While the initial functionality is in place and a useful product is available to users (my wife and I have been using this webapp for over a year), I also had technical goals that this phase needed to meet:
- I wanted a real project to hash out my knowledge of Hibernate 3.x. This is the technology I am using for persistence management and database connectivity. The database application itself is MySQL 5.x.
- I wanted a real project to play with Spring MVC, which I use to receive all client requests and control access to data. The Spring configuration runs in an Apache Tomcat 6.x web container.
- I wanted somewhere to explore Ext JS 3.x, which is what I use for the UI and client/server communication.
- I've wanted to exercise the project build capabilities of Maven 3.x, which is what I use to compile and build this project and manage dependencies and releases. In tandem with Maven, I also use Subversion SVN for version control.
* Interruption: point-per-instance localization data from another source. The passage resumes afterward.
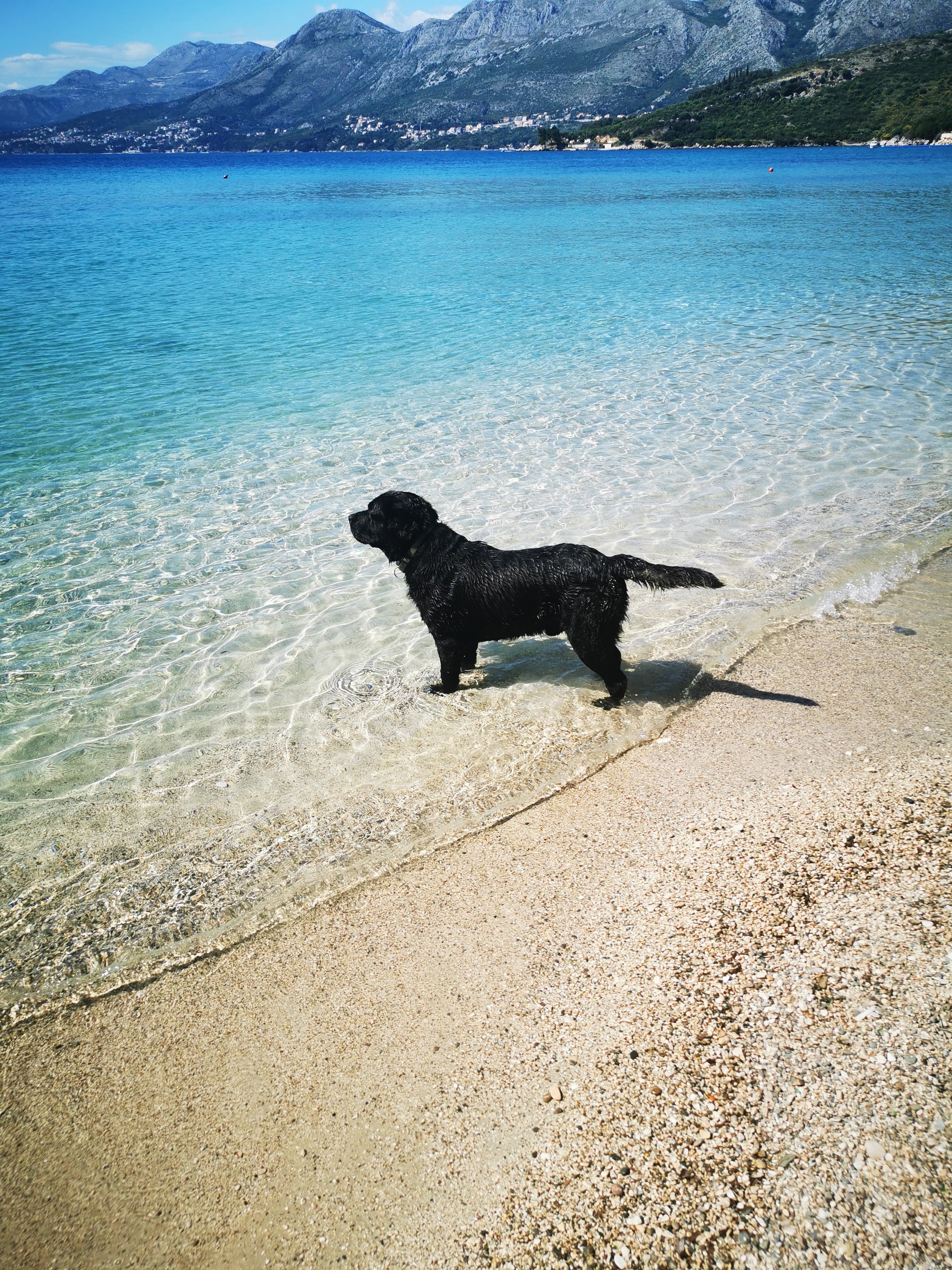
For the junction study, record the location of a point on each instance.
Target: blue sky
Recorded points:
(42, 40)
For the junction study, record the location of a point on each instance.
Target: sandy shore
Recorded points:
(695, 1010)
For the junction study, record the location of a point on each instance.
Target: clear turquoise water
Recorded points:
(214, 701)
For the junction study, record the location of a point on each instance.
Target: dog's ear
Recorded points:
(405, 517)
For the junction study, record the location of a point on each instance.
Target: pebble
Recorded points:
(780, 1071)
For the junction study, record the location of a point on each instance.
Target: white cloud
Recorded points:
(394, 16)
(31, 69)
(233, 37)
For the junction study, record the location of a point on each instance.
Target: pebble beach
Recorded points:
(692, 1011)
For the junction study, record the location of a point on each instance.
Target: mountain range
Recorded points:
(505, 57)
(180, 72)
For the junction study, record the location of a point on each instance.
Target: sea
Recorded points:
(215, 705)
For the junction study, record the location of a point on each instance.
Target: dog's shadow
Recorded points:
(666, 682)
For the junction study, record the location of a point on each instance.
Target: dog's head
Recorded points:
(394, 523)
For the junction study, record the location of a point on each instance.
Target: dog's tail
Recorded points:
(662, 577)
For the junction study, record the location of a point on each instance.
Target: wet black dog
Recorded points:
(470, 592)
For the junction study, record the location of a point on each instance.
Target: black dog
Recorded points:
(469, 592)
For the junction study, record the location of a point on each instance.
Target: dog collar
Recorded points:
(415, 547)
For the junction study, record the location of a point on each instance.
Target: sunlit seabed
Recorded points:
(216, 703)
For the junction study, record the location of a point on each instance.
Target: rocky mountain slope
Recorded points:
(499, 57)
(180, 72)
(901, 91)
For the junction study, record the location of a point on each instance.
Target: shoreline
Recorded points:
(287, 903)
(428, 1010)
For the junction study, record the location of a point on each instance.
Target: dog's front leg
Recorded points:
(451, 660)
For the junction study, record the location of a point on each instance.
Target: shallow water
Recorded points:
(214, 700)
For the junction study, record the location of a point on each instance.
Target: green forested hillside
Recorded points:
(887, 91)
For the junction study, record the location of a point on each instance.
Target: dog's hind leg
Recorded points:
(593, 625)
(451, 657)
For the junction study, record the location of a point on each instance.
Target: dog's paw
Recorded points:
(607, 703)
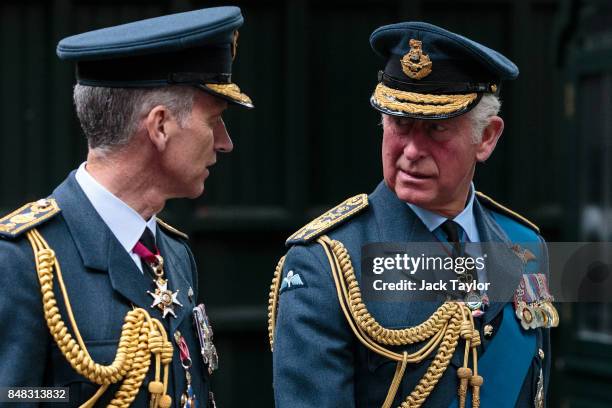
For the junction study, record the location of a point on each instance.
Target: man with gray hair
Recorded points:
(345, 334)
(100, 301)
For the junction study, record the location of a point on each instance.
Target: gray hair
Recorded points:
(489, 105)
(480, 115)
(110, 116)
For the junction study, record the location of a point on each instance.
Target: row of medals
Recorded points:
(166, 300)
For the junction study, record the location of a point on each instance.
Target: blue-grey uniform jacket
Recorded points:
(318, 362)
(103, 284)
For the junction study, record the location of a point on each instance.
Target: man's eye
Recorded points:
(401, 121)
(437, 127)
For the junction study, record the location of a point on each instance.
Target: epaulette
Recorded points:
(28, 216)
(329, 220)
(171, 229)
(489, 202)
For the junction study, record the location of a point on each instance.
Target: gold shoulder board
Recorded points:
(489, 202)
(329, 220)
(28, 216)
(171, 229)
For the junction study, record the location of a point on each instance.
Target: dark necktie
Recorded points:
(148, 240)
(451, 229)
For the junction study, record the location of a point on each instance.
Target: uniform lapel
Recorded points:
(178, 274)
(98, 247)
(503, 267)
(396, 222)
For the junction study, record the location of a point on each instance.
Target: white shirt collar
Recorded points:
(125, 223)
(465, 218)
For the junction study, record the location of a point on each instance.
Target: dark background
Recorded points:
(313, 140)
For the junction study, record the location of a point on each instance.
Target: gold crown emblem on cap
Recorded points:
(416, 64)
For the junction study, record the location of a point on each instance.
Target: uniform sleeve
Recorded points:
(313, 345)
(24, 339)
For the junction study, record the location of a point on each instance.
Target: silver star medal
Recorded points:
(164, 298)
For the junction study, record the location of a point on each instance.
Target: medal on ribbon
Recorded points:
(205, 335)
(533, 303)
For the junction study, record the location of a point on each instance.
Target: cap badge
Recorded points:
(416, 64)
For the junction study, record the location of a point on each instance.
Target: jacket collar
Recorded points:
(102, 252)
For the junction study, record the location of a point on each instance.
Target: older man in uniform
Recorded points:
(117, 322)
(438, 95)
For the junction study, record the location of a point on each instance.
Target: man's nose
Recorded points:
(223, 142)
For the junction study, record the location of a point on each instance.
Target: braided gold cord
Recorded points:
(442, 328)
(140, 336)
(424, 104)
(273, 301)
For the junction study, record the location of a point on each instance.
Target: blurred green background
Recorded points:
(313, 140)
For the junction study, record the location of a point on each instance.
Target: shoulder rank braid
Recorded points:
(489, 202)
(440, 332)
(141, 335)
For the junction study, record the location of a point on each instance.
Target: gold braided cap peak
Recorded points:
(171, 229)
(489, 202)
(330, 219)
(421, 104)
(27, 217)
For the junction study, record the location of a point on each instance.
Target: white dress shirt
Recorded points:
(465, 219)
(125, 223)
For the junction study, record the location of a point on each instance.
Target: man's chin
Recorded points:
(420, 198)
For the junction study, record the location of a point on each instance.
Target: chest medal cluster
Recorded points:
(533, 303)
(163, 298)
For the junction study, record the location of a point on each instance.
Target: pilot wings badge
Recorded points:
(291, 281)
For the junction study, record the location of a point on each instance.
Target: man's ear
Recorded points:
(490, 136)
(157, 124)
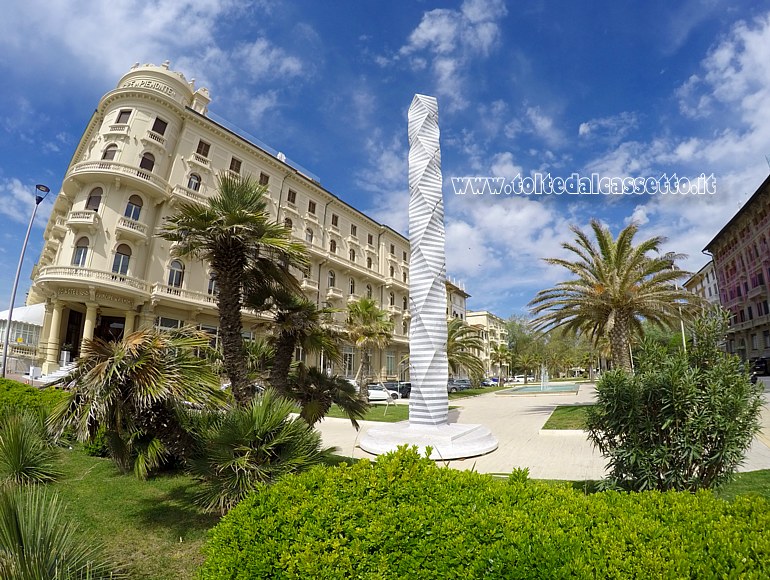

- I also wanted to improve my development process to include automated testing (using TestNG and Selenium), automated/scheduled releases (weekly in a testbay) and automated data import from old databases to new schema. For some of these, Perl saved the day.
- Finally, I wanted to understand the intricacies of hosting Java application on the web. I use eApps, which provides a VPS (virtual private server) with the database application, Tomcat and JVM, among other things, for about $250/year.
- Figure out what it takes to obtain a patent for software like this.